The current volume I’m reading in the Harvard Classics series is English Poetry 1. I believe they’ve tried as much as possible to go in chronological order starting at Chaucer. Having started with this late middle English piece, it then went to ‘traditional ballads’ which, were nearly all Scottish. Those finished up with A Gest of Robyn Hode, which would have been English. But finally, after 190 pages of English that is familiar, but still takes more work than I’d like… I’ve arrived at poetry that is in the early modern period- from the 1500s on.  

The Scots ballads are … well…. a bummer. They were hard to read and quite frankly, kind of morose. There was an earlier volume of Robert Burns which I had to eventually just skip over most of it. I think I looked up what his most famous poems were, and made sure I read them, but then for most of the book, I’d pick every 5th or 8th poem and try it. Most of it was written in Scots and I just couldn’t really make out what it was he was saying. He did write in English too, but he thought his best thoughts came through in Scots, not English. Reading the ballads sort of kicked me back to that. Though by now, it seemed like the language was more or less English, it was just written in a phonetic way that made it much slower to plow through. I should mention however that I did enjoy Burns, and found a lot more upbeat stuff than what I read in the ballads.

At any rate, I’m happy to be past the middle English stuff and on to language that is understood innately. That said, it’s still poetry, so less interesting to me. With that in mind, I find myself having to slow down still and read with a real intention to get what is being said.

One of the things that Victor Hugo had attacked in the last volume was “Poetic Diction”- by which I believe he meant the tendency to rearrange word order with the aim of placing rhyme words where they needed to go. For example:

Doubt you to whom my Muse these notes intendeth
Which now my breast o’ercharged to music lendeth

From there, doing so became the expected order, and came to be considered an integral part of poetry. Hugo had insisted on writing as people spoke, which meant doing away with this artificial diction. The reaction was that this wasn’t real poetry.

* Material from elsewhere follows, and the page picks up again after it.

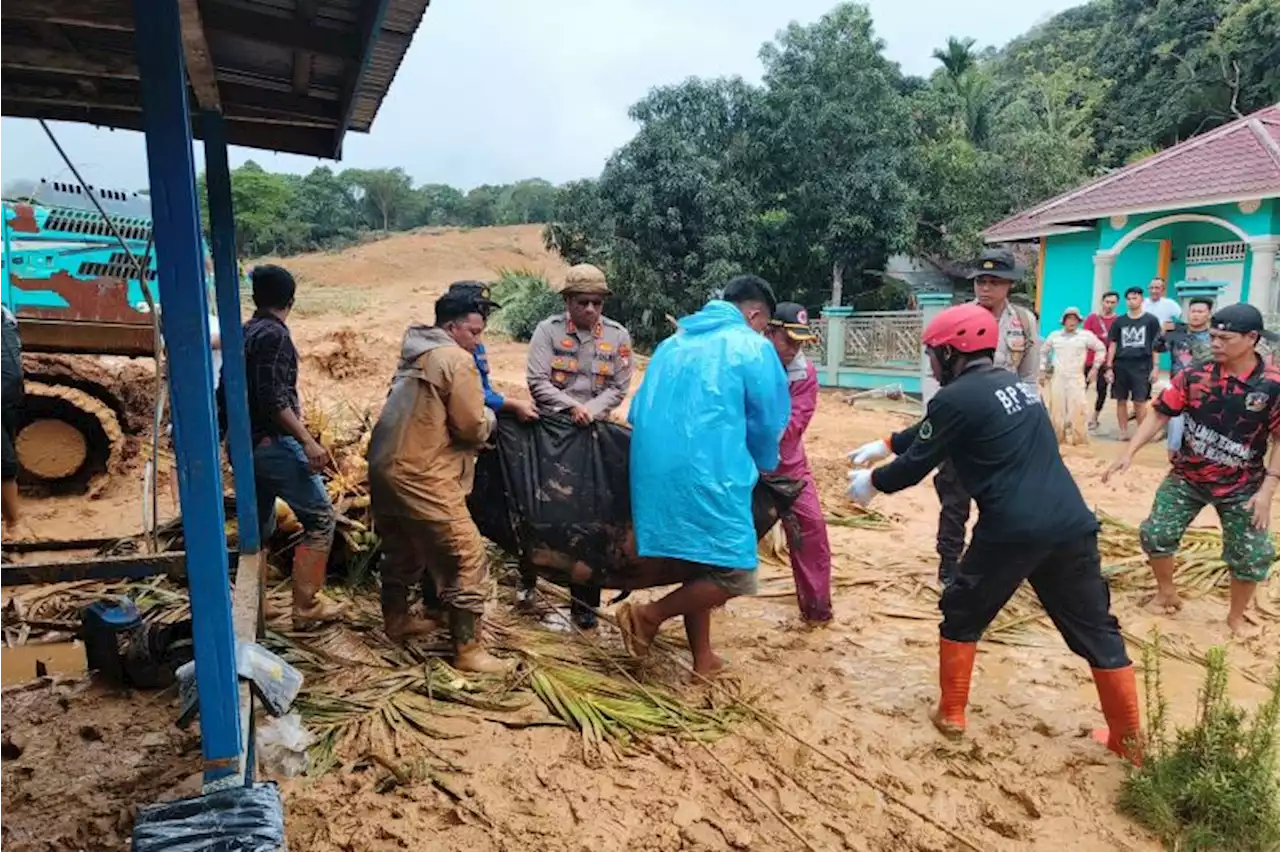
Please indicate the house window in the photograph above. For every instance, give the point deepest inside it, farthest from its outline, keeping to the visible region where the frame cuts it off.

This made me think of a songwriting class I took years ago. At times we would try to fudge words around to get the rhyme… because we’ve all seen this type of license taken in lyrics and poetry, and our teacher would say, no… don’t do that. The language needs to be natural. Apparently Hugo’s direction became the accepted way.

I’ll leave with these lines from The Unfaithful Shepherdess, a poem of a young shepherdess who apparently falls in love easily.

Another Shepherd you did see
To who your heart was soon enchained
Full soon your love was leapt from me
Full soon my place he had obtained
Soon came a third your love to win
And we were out and he was in

There is some poetic diction happening in this piece, but I had to laugh at the last two lines- especially the last- because it sounds like something that would be said today.